Hirohito Miyagawa, who is 68 years old, is actively engaged in karate and heads a dojo in the city of Fufuki, Yamanashi Prefecture. He worked in the garden in the highlands, when a bear attacked him unexpectedly. Karatist did not lose his head and inflicted several blows on him mainly with his feet, using karate techniques.
“I felt someone’s presence from behind, and when I turned around, I saw a bear.” He stood on his hind legs and was ready to attack, first I kicked him in the stomach, then struck the chest, it worked, and the bear lowered his head, then I struck another blow with my foot. “The bear fled to the mountains,” the man said.
In this case, the animal managed to scratch the karate after all, but the wounds are not heavy.
At the end of July, the prefecture received 83 reports of bears in the vicinity of housing.
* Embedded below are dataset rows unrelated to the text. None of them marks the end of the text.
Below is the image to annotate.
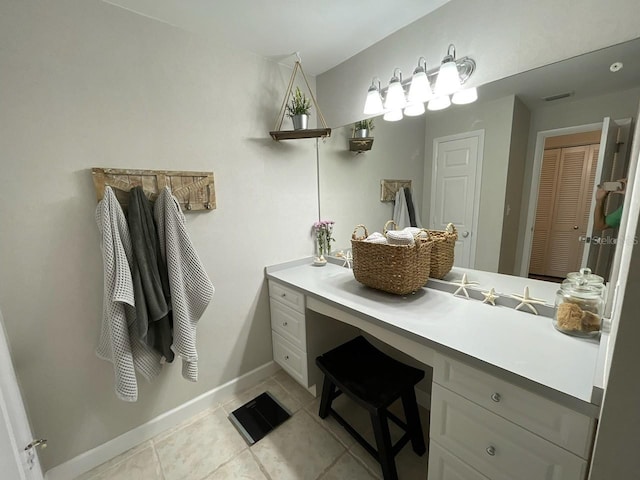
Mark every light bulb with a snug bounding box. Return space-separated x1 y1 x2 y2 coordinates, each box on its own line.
382 108 402 122
363 85 384 115
434 59 462 96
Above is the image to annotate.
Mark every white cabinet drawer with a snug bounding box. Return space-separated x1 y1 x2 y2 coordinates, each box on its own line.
428 441 489 480
430 384 587 480
269 280 304 313
271 330 309 388
433 355 595 459
271 299 307 351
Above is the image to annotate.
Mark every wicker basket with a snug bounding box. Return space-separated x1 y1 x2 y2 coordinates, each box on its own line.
351 222 433 295
429 223 458 279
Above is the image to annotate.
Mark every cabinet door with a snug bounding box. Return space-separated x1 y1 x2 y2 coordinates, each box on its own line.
428 441 489 480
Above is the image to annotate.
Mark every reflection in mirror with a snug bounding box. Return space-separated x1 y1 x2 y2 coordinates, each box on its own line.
320 39 640 280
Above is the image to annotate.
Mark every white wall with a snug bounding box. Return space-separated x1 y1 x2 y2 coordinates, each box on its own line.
318 0 640 126
320 116 425 249
0 0 317 470
422 95 515 272
516 87 640 268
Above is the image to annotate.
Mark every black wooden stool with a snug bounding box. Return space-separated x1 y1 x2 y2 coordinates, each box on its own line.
316 336 426 480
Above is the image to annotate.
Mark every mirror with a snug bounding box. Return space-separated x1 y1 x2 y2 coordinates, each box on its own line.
319 39 640 279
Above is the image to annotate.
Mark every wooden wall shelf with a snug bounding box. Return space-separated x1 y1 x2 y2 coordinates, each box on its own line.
349 137 373 153
269 128 331 141
91 168 216 211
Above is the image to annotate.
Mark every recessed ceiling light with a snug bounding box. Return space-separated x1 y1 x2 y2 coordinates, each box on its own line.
609 62 624 73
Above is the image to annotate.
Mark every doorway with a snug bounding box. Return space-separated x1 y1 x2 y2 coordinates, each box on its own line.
529 129 602 281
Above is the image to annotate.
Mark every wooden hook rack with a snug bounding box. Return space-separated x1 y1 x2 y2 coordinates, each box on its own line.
380 179 411 202
91 168 216 212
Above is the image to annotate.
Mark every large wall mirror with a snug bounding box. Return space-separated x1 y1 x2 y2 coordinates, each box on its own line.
319 39 640 280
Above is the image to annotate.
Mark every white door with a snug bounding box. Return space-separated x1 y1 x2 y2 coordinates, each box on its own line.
430 130 484 268
0 312 43 480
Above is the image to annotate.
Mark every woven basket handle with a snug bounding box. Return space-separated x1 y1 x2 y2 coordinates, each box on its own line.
351 224 369 240
413 228 431 249
382 220 398 237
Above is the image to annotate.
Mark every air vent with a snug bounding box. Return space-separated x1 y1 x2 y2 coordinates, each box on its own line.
542 92 573 102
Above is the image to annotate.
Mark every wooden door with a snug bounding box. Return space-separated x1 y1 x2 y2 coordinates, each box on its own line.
430 130 484 268
529 145 599 278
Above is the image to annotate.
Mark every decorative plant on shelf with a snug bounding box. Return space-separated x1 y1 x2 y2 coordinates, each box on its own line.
353 118 375 138
313 220 335 262
287 87 311 130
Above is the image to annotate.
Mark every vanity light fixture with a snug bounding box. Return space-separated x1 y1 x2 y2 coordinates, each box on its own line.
384 68 407 110
427 95 451 112
363 77 384 115
405 57 433 104
434 44 462 96
363 44 478 122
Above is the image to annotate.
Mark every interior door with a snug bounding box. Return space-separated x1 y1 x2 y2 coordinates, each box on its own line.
580 117 629 278
430 130 484 268
0 312 43 480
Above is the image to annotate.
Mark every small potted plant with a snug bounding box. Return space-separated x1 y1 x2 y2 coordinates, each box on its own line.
353 118 374 138
287 87 311 130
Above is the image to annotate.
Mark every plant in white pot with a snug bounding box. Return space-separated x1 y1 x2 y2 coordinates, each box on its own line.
287 87 311 130
353 118 375 138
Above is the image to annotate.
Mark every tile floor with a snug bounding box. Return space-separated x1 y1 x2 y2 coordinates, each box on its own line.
77 370 429 480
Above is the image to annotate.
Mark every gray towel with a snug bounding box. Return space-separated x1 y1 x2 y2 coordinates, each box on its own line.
128 187 174 362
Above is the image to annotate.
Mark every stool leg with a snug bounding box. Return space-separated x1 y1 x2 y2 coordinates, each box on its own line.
318 375 336 418
402 387 426 455
371 410 398 480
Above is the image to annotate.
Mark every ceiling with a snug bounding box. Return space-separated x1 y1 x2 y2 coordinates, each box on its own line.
103 0 449 75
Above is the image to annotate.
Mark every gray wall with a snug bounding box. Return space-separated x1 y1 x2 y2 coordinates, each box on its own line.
320 116 425 249
318 0 640 126
498 97 531 275
422 95 515 272
516 87 640 271
0 0 317 470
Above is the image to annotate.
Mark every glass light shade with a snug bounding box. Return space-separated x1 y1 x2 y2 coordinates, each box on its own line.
404 102 424 117
427 95 451 111
384 77 407 110
382 108 402 122
434 60 462 96
363 87 384 115
408 71 433 103
451 87 478 105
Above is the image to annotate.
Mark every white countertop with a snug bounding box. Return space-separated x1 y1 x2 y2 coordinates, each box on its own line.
267 261 601 411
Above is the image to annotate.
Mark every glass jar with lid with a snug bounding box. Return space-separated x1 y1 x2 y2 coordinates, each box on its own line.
553 278 604 337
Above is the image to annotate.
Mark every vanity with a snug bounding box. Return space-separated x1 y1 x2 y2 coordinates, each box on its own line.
266 259 607 480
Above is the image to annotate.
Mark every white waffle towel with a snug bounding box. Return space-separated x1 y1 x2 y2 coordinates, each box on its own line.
387 229 414 245
364 232 387 244
96 187 162 402
153 187 215 382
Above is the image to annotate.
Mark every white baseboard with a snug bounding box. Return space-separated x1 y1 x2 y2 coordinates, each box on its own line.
44 362 280 480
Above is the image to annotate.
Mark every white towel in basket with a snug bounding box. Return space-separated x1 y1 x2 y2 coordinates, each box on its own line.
387 229 414 245
364 232 387 243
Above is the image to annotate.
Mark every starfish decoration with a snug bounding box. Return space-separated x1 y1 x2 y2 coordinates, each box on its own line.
451 273 478 299
482 287 500 307
336 250 353 268
511 287 546 315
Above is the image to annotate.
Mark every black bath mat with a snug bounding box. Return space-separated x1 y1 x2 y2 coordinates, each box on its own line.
229 392 291 445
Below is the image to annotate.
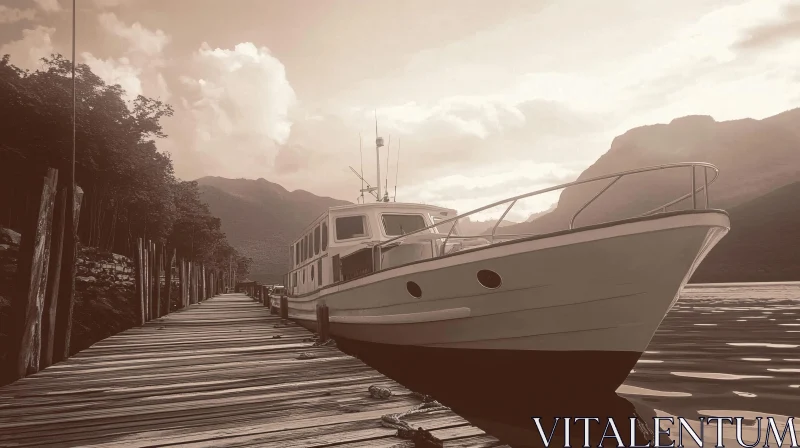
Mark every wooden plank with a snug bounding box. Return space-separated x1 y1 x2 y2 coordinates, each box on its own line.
53 185 83 363
0 294 497 448
6 168 58 380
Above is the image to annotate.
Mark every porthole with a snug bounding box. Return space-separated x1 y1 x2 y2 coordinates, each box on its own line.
406 282 422 299
478 269 503 289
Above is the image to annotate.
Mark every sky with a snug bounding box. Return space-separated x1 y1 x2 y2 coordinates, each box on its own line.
0 0 800 221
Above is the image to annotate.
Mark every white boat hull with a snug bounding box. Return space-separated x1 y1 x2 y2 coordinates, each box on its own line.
289 210 730 403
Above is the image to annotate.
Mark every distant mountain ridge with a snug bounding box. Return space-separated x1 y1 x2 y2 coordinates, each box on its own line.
504 109 800 233
691 182 800 283
197 109 800 282
197 177 350 282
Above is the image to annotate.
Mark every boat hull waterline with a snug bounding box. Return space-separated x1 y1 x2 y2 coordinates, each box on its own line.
289 210 730 400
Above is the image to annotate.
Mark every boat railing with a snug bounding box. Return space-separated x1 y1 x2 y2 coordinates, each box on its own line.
372 162 719 271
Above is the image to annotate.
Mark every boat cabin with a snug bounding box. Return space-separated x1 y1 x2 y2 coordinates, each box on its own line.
286 202 458 296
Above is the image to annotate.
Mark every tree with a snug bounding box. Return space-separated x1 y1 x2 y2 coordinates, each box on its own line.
0 54 244 265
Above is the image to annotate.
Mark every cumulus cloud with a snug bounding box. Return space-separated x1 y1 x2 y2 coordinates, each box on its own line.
89 12 171 105
0 25 56 70
736 3 800 50
97 12 170 56
94 0 130 9
181 42 296 172
81 52 142 101
34 0 61 12
0 5 36 23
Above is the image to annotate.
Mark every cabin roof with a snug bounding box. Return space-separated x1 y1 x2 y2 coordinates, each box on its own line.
328 202 452 212
292 202 456 242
The police warned of the need to exercise caution.
Bears that descend to housing or attack people in the mountains are not uncommon in Japan.
Annually more than 100 cases of bears attack on people are recorded. Most often this occurs in May and October, up to 10 such attacks per year end for people tragically. In particular, in May of this year in Akita Prefecture the bear was pulled to death by a woman who collected grass in the mountains. Last year, the number of victims of such attacks in the same prefecture reached four.